Five purges have rocked the Czechoslovak Communist Party in less than a year. In the latest, down went two Deputy Premiers, the Ministers of Finance, Food, Transport and Fuel—and Premier Viliam Siroky, 61. Siroky, announced the regime of Red President Antonin Novotny, was guilty of “shortcomings in his work” and “certain mistakes in his past political activity.”

Siroky’s biggest mistake, it seemed, was to help topple Rudolf Slansky, the party leader who was hanged in 1952 along with ten other Reds on trumped-up charges of espionage and treason. This was irony indeed, since Novotny himself was a ringleader in the 1952 blood bath. Old Stalinist Novotny could not shrug off his own guilt so easily, nor could he escape blame for the country’s current economic woes.
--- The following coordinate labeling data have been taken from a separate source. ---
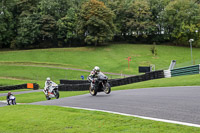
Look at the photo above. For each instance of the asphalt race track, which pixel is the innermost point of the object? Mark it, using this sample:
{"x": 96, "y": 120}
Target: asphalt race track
{"x": 171, "y": 103}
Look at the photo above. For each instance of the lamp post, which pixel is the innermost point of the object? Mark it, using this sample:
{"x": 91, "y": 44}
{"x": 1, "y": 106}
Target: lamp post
{"x": 190, "y": 41}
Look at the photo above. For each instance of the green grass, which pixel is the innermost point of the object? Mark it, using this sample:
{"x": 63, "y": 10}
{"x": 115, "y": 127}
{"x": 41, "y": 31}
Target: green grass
{"x": 189, "y": 80}
{"x": 39, "y": 96}
{"x": 110, "y": 58}
{"x": 40, "y": 73}
{"x": 52, "y": 119}
{"x": 19, "y": 90}
{"x": 164, "y": 82}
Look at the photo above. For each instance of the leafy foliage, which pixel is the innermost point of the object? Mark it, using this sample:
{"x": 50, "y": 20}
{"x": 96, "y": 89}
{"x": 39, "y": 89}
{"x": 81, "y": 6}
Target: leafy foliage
{"x": 96, "y": 22}
{"x": 52, "y": 23}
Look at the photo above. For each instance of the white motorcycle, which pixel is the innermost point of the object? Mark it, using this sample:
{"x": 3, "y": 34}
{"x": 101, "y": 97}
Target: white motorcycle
{"x": 52, "y": 92}
{"x": 11, "y": 100}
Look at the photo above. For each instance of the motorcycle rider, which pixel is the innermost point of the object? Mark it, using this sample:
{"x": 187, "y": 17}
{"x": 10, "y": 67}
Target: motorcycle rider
{"x": 93, "y": 75}
{"x": 48, "y": 84}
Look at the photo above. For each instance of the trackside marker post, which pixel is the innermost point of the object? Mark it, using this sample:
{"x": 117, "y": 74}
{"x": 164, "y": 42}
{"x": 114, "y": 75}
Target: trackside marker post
{"x": 129, "y": 59}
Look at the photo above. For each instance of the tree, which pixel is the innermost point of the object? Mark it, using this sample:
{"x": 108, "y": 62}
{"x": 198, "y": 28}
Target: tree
{"x": 55, "y": 8}
{"x": 181, "y": 19}
{"x": 7, "y": 23}
{"x": 96, "y": 22}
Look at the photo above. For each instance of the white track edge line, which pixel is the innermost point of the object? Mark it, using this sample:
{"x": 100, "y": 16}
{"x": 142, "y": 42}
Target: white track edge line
{"x": 143, "y": 117}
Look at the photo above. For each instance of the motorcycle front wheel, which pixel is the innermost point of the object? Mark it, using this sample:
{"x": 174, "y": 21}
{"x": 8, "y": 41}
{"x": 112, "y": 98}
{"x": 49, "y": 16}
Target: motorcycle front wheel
{"x": 48, "y": 98}
{"x": 93, "y": 91}
{"x": 107, "y": 89}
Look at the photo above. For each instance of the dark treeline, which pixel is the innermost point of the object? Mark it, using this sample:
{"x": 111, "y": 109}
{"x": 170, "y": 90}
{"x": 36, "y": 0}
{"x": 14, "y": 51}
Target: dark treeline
{"x": 60, "y": 23}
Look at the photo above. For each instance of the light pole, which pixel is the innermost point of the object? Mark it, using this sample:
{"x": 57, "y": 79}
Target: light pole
{"x": 190, "y": 41}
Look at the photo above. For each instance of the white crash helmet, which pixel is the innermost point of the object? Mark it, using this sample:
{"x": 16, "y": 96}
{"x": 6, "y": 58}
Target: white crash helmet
{"x": 48, "y": 79}
{"x": 97, "y": 69}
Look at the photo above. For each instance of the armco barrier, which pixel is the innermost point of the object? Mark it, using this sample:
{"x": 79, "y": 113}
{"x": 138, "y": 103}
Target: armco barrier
{"x": 74, "y": 85}
{"x": 185, "y": 71}
{"x": 16, "y": 87}
{"x": 62, "y": 81}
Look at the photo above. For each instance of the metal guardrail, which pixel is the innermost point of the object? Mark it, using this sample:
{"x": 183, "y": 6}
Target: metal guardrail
{"x": 195, "y": 69}
{"x": 185, "y": 71}
{"x": 78, "y": 85}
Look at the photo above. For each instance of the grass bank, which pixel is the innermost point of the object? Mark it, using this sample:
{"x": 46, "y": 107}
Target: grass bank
{"x": 52, "y": 119}
{"x": 39, "y": 96}
{"x": 110, "y": 58}
{"x": 190, "y": 80}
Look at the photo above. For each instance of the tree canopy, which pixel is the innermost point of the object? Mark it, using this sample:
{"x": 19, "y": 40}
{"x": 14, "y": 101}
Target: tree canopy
{"x": 58, "y": 23}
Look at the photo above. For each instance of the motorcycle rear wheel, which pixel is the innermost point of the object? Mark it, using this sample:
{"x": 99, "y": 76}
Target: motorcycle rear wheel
{"x": 48, "y": 98}
{"x": 93, "y": 91}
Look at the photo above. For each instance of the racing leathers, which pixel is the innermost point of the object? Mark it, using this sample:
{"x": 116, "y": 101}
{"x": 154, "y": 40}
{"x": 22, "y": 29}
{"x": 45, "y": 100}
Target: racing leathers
{"x": 93, "y": 77}
{"x": 48, "y": 84}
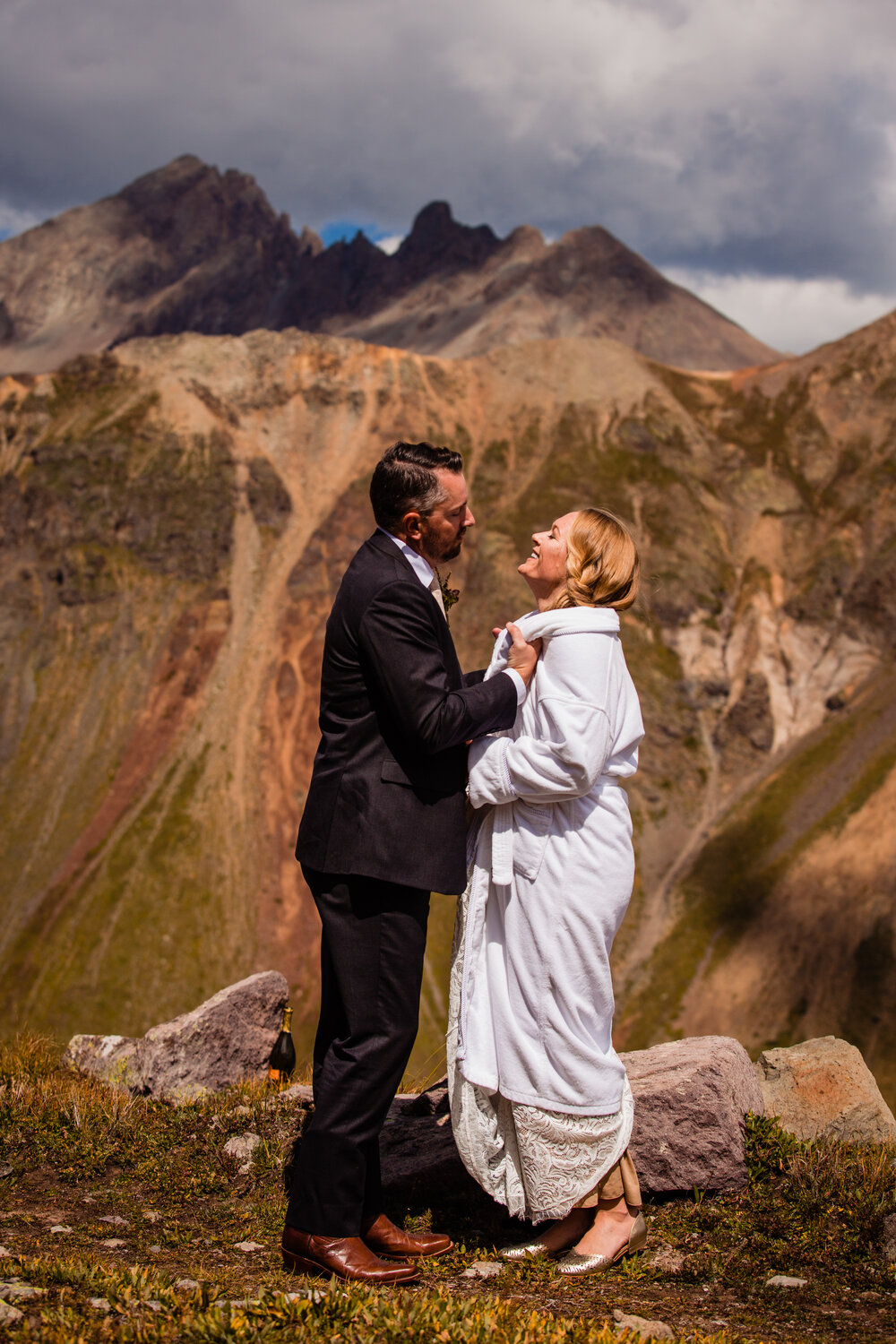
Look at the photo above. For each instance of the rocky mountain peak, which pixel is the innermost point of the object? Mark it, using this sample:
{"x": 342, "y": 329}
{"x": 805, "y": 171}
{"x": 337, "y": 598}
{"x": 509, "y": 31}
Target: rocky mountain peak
{"x": 438, "y": 244}
{"x": 190, "y": 247}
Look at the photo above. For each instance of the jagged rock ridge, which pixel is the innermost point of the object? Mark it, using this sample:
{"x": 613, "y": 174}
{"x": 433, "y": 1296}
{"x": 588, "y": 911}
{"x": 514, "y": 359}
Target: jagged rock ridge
{"x": 191, "y": 249}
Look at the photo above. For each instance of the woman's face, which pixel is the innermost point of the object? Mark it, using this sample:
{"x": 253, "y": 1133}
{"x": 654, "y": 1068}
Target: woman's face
{"x": 546, "y": 569}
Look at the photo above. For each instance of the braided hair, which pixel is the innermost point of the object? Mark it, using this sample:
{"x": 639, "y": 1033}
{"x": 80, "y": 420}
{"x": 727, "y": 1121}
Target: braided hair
{"x": 603, "y": 567}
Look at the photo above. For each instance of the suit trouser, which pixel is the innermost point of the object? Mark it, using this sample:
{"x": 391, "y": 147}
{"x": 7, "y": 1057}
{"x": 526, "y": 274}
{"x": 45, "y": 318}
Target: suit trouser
{"x": 373, "y": 945}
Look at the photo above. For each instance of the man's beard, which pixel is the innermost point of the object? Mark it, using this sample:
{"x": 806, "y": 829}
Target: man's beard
{"x": 446, "y": 550}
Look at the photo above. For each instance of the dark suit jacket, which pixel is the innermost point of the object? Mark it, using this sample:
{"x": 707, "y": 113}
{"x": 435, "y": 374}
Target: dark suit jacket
{"x": 387, "y": 790}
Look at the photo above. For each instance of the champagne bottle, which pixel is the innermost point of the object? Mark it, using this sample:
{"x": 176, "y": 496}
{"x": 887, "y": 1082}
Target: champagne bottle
{"x": 282, "y": 1056}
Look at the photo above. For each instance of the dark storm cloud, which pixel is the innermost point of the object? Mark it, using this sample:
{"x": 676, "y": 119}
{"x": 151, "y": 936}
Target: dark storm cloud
{"x": 726, "y": 134}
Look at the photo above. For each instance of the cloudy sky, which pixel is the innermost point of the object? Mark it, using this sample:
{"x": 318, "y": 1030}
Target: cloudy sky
{"x": 745, "y": 147}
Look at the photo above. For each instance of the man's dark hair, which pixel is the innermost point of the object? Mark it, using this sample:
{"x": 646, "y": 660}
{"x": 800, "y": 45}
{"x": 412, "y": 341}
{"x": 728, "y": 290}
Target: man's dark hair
{"x": 405, "y": 478}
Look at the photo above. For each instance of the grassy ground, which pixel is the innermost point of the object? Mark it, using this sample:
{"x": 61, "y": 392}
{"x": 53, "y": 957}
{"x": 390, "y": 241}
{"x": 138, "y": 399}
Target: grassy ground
{"x": 145, "y": 1198}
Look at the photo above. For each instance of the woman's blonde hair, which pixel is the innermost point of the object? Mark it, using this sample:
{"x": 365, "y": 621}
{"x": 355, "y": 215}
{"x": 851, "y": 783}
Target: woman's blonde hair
{"x": 603, "y": 567}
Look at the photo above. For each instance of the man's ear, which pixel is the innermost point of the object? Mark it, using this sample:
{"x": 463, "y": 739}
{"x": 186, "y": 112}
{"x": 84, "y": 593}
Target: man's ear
{"x": 413, "y": 526}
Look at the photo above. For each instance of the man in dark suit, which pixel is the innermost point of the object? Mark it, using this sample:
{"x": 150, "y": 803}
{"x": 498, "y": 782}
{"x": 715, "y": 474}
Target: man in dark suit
{"x": 383, "y": 825}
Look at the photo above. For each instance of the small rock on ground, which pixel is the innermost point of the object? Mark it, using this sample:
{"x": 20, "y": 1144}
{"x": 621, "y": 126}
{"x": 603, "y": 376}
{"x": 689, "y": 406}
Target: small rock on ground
{"x": 823, "y": 1086}
{"x": 19, "y": 1292}
{"x": 242, "y": 1145}
{"x": 484, "y": 1269}
{"x": 641, "y": 1327}
{"x": 667, "y": 1258}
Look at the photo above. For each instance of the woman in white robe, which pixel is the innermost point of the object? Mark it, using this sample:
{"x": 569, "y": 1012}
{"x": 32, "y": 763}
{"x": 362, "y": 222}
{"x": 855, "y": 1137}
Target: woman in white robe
{"x": 540, "y": 1104}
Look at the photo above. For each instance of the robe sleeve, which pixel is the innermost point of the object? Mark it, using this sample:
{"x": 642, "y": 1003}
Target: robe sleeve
{"x": 563, "y": 761}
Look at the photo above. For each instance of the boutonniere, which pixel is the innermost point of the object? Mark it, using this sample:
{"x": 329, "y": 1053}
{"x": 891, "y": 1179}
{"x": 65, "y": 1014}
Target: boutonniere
{"x": 449, "y": 596}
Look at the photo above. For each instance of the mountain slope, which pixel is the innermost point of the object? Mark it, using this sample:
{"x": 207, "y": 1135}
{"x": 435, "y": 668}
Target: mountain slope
{"x": 175, "y": 521}
{"x": 190, "y": 249}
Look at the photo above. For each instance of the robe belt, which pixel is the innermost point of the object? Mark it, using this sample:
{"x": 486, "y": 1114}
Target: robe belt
{"x": 503, "y": 833}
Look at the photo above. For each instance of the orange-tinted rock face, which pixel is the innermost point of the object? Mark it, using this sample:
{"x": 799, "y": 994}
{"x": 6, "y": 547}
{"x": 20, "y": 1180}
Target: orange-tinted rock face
{"x": 177, "y": 519}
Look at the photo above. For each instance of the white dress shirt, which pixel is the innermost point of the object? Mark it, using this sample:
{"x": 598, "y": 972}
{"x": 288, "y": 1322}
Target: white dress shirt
{"x": 426, "y": 574}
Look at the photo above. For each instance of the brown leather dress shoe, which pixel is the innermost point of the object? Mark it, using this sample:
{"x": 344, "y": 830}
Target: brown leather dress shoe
{"x": 340, "y": 1257}
{"x": 386, "y": 1238}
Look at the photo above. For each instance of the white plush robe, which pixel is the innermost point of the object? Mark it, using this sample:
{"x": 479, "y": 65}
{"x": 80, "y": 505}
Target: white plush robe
{"x": 552, "y": 874}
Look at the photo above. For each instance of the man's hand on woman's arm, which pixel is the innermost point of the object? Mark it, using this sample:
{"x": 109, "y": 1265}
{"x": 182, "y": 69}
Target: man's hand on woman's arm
{"x": 521, "y": 656}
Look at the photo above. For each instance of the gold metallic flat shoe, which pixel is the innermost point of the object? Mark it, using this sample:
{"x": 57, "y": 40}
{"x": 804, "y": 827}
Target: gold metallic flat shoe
{"x": 575, "y": 1263}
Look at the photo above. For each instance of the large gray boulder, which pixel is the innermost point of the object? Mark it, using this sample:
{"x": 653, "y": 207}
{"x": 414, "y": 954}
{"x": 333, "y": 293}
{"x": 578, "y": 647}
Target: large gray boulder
{"x": 225, "y": 1040}
{"x": 823, "y": 1086}
{"x": 691, "y": 1098}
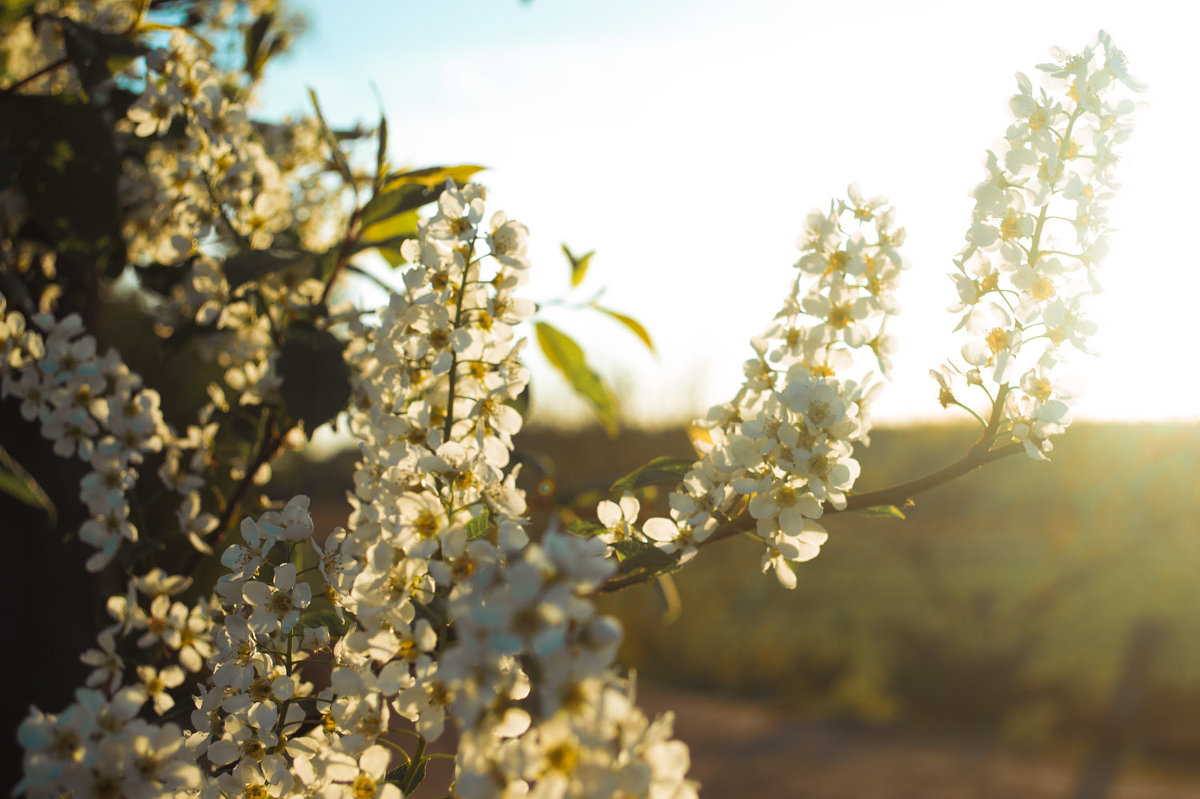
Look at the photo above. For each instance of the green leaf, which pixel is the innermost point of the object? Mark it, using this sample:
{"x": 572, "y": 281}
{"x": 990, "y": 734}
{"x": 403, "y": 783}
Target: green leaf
{"x": 882, "y": 511}
{"x": 394, "y": 200}
{"x": 67, "y": 175}
{"x": 316, "y": 380}
{"x": 479, "y": 527}
{"x": 433, "y": 175}
{"x": 18, "y": 484}
{"x": 660, "y": 470}
{"x": 567, "y": 356}
{"x": 583, "y": 528}
{"x": 579, "y": 265}
{"x": 381, "y": 154}
{"x": 634, "y": 325}
{"x": 636, "y": 556}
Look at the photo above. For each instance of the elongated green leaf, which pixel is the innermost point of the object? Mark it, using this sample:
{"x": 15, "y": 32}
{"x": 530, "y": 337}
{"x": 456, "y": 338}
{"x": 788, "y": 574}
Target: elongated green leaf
{"x": 583, "y": 528}
{"x": 96, "y": 55}
{"x": 634, "y": 325}
{"x": 381, "y": 154}
{"x": 882, "y": 511}
{"x": 316, "y": 382}
{"x": 433, "y": 175}
{"x": 579, "y": 264}
{"x": 391, "y": 202}
{"x": 478, "y": 527}
{"x": 18, "y": 484}
{"x": 567, "y": 356}
{"x": 660, "y": 470}
{"x": 636, "y": 554}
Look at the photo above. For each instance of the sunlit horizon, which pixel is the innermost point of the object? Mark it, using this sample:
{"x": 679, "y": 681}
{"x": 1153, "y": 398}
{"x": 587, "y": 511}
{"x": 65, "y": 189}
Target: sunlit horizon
{"x": 687, "y": 144}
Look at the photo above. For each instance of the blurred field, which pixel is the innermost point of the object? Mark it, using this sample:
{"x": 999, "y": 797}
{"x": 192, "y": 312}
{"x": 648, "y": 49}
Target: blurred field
{"x": 1001, "y": 608}
{"x": 1003, "y": 604}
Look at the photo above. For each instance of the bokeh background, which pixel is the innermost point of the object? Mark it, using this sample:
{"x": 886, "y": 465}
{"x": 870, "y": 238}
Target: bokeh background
{"x": 1030, "y": 630}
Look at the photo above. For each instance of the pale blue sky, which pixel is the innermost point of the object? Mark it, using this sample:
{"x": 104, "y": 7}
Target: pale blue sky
{"x": 687, "y": 140}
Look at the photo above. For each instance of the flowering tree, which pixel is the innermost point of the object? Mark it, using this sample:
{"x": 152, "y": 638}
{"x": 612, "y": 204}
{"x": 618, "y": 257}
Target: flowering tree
{"x": 247, "y": 653}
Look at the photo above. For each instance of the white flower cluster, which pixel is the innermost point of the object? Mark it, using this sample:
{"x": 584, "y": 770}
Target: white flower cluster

In the prevailing mood of cautious destalinization among Czech comrades, Novotny himself might be the next to go. For the first time he had a serious rival. Replacing Siroky as Premier was Josef Lenart, 40, a wartime underground leader with no embarrassing Stalinist history. Moreover, Lenart’s diploma came from Moscow’s own Central Committee training school, where he studied from 1953 until 1956. Last week when the new Premier took office, he got a congratulatory message from the school’s old headmaster himself, Nikita Khrushchev.